O representante do Instituto Rio-Grandense do Arroz (Irga), Walter Arns, condenou as barreiras impostas na região. “A integração prevê quebra de barreiras, mas parece que a cada momento a burocracia na nossa faixa de fronteira aumenta mais”. Ele ratificou a diferença de custos de produção apontada pelo colega da Emater. Disse que o pior custo é de ordem tributária. “Nossa tributação é maior do que a dos países vizinhos”.
Planos estratégicos
O major Martins falou do papel das forças armadas e do conceito de segurança nacional. Informou que está sendo elaborada em Brasília uma Proposta de Emenda Constitucional que garantirá ao Exército uma atuação maior como força policial na faixa de fronteira, mas que esse emprego só será utilizado ao se esgotarem os demais instrumentos legais.

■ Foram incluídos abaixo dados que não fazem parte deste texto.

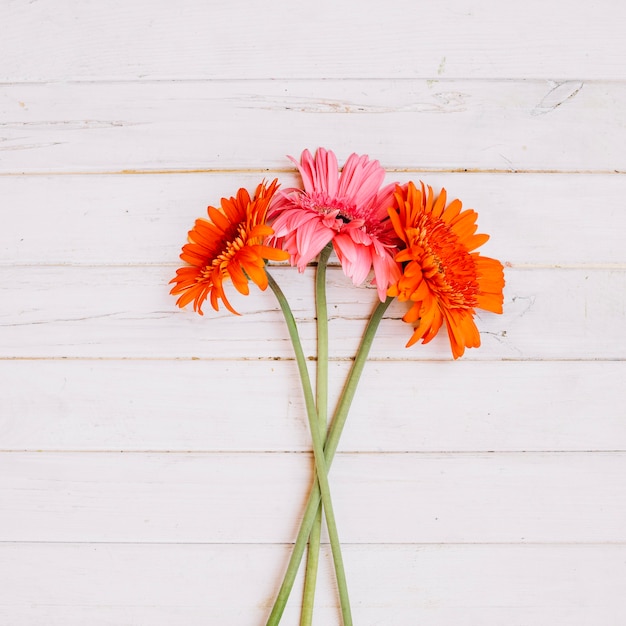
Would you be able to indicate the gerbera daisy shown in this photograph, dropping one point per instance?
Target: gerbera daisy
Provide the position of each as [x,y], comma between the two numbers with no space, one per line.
[230,244]
[442,275]
[349,209]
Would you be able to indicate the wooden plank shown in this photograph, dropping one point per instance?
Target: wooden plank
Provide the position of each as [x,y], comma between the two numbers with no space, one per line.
[194,406]
[147,40]
[259,497]
[234,585]
[416,124]
[118,312]
[532,218]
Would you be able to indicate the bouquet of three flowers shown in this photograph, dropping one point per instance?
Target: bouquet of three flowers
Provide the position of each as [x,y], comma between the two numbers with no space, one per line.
[418,248]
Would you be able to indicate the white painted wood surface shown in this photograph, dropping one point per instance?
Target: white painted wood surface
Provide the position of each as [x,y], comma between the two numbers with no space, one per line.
[139,484]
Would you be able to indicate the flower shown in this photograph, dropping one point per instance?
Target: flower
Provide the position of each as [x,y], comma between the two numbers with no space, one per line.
[349,209]
[442,275]
[230,244]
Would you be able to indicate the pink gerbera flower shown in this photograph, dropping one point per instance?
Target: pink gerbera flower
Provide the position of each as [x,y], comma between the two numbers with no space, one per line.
[347,208]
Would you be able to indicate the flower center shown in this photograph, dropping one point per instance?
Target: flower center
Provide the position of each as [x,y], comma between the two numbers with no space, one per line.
[338,209]
[446,265]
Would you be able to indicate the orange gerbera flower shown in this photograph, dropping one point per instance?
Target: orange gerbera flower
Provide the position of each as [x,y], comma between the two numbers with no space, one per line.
[230,244]
[442,275]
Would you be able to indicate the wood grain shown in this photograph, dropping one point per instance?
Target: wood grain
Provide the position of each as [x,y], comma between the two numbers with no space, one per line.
[533,219]
[154,464]
[379,498]
[185,405]
[234,584]
[426,124]
[126,312]
[142,40]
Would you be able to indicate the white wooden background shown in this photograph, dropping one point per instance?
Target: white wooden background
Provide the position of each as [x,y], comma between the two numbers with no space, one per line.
[154,464]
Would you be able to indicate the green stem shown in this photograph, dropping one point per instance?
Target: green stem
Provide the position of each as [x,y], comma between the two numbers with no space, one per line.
[318,452]
[332,441]
[310,579]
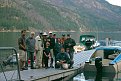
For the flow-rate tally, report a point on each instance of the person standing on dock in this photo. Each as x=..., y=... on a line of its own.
x=47, y=54
x=51, y=40
x=31, y=47
x=57, y=48
x=39, y=51
x=22, y=50
x=63, y=61
x=63, y=38
x=70, y=43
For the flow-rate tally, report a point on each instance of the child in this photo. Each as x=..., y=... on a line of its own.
x=46, y=54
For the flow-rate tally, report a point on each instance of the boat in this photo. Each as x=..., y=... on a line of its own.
x=89, y=41
x=105, y=58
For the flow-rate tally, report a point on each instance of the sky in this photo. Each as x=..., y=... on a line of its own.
x=115, y=2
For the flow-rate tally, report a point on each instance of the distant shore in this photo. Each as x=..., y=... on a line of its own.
x=35, y=31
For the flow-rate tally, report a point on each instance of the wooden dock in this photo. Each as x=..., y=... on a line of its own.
x=41, y=74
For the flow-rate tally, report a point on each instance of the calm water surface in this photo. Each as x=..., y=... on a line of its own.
x=9, y=39
x=97, y=77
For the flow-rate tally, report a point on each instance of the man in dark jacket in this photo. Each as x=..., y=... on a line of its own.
x=31, y=48
x=22, y=50
x=70, y=43
x=63, y=59
x=51, y=40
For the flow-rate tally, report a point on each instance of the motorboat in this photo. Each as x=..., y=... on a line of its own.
x=105, y=58
x=89, y=41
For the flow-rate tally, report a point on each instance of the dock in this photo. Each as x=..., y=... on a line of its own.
x=49, y=74
x=43, y=74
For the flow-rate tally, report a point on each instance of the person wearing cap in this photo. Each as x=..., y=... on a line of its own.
x=70, y=43
x=57, y=48
x=31, y=47
x=39, y=50
x=63, y=61
x=22, y=50
x=44, y=35
x=51, y=40
x=63, y=38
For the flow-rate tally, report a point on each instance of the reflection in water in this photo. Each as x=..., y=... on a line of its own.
x=93, y=76
x=98, y=77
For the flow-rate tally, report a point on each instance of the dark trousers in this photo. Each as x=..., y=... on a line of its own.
x=46, y=61
x=30, y=55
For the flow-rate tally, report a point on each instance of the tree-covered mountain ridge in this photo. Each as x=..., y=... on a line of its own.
x=59, y=15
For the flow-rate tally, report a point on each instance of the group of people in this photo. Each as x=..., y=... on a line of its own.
x=45, y=47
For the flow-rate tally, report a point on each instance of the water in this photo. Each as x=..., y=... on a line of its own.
x=10, y=38
x=92, y=76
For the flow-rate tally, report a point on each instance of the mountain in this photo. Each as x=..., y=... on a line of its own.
x=83, y=15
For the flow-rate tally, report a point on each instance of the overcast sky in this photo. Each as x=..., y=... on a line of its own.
x=115, y=2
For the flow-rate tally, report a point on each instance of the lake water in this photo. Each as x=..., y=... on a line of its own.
x=91, y=76
x=10, y=39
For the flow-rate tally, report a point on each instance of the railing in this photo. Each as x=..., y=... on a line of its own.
x=9, y=64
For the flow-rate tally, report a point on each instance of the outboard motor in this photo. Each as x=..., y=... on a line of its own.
x=98, y=65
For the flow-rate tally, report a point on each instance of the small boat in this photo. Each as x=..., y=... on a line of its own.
x=105, y=59
x=89, y=41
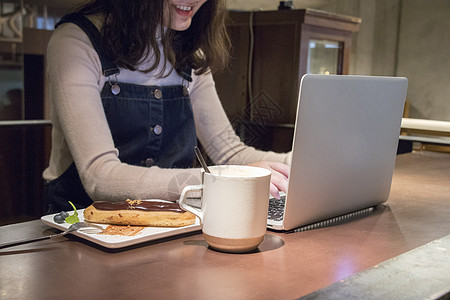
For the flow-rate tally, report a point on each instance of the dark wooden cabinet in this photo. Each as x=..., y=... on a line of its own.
x=271, y=51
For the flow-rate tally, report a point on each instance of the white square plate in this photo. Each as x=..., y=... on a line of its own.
x=119, y=241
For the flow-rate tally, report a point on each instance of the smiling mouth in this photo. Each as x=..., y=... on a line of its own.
x=183, y=8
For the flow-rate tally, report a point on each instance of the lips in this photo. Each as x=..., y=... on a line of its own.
x=183, y=10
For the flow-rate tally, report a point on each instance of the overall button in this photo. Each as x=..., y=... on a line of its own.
x=185, y=90
x=149, y=162
x=157, y=129
x=157, y=93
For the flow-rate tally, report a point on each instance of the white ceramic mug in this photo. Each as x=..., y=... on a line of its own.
x=235, y=201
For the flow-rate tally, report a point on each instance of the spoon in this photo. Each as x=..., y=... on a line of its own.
x=201, y=160
x=72, y=228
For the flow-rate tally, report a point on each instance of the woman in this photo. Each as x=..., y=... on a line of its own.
x=132, y=93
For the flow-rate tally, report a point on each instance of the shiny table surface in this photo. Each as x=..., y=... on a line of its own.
x=287, y=266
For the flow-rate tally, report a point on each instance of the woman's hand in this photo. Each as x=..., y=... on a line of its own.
x=279, y=178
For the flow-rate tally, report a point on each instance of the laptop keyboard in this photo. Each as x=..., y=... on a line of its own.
x=276, y=208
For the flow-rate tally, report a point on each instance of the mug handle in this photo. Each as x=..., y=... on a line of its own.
x=185, y=206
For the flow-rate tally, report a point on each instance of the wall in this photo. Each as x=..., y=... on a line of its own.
x=397, y=38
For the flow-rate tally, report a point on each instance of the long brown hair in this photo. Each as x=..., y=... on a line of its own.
x=131, y=27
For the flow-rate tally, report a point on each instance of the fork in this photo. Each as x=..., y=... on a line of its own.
x=72, y=228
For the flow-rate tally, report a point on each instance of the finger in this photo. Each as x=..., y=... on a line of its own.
x=279, y=181
x=274, y=191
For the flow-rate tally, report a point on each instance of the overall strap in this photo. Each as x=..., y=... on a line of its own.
x=108, y=67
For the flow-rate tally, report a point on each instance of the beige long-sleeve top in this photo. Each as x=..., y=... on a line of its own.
x=81, y=133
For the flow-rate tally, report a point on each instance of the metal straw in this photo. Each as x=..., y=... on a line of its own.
x=201, y=160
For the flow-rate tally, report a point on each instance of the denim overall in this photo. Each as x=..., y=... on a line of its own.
x=150, y=125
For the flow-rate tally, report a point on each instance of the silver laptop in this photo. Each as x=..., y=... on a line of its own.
x=345, y=144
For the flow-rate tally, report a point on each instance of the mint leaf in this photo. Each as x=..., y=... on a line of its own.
x=73, y=218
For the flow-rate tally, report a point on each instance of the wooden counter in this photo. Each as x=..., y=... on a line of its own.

O representante da Secretaria Estadual do Desenvolvimento e dos Assuntos Internacionais (Sedai), Eduardo Assunção Dias, colocou-se à disposição dos presentes para interagir junto às demais secretarias levando a elas os problemas apontados.
Comissão especial na AL
Ao final da audiência , o deputado Frederico Antunes informou ter protocolado na Assembleia Legislativa o pedido de instalação de uma comissão especial para debater a situação financeira e econômica das cidades de fronteira em razão dos regimes aduaneiros federal e estadual, além dos procedimentos implantados nas alfândegas e os impactos administrativo-orçamentários suportados por esses municípios.
Faixa de fronteira
A Faixa de Fronteira é estabelecida pela Lei 6.634, de 2 de maio de 1979.. Corresponde a uma área de 150 quilômetros de largura, paralela à linha divisória terrestre do território nacional, e é considerada “indispensável à segurança nacional”. A exigência legal de uma faixa de fronteira é criticada por vários setores por impor limites às atividades empresariais e políticas. Proíbe, por exemplo, a alienação e concessão de terras públicas; a abertura de vias de transporte e instalação de meios de comunicação, serviços de radiodifusão sonora e por imagens; a construção de pontes, de estradas internacionais, de campos de pouso e até o estabelecimento de empresas que possam se dedicar a atividades consideradas “não interessantes à Segurança Nacional”. Conforme os críticos, as proibições contribuem para travar o desenvolvimento de muitos municípios. Empresas de médio e grande porte também são impedidas de se estabelecer nesses 150 quilômetros de fronteira.
A audiência pública desta sexta-feira envolveu as comissões de Agricultura, Economia, Educação, Saúde e Meio Ambiente e Mercosul, em parceria com a Força Sindical.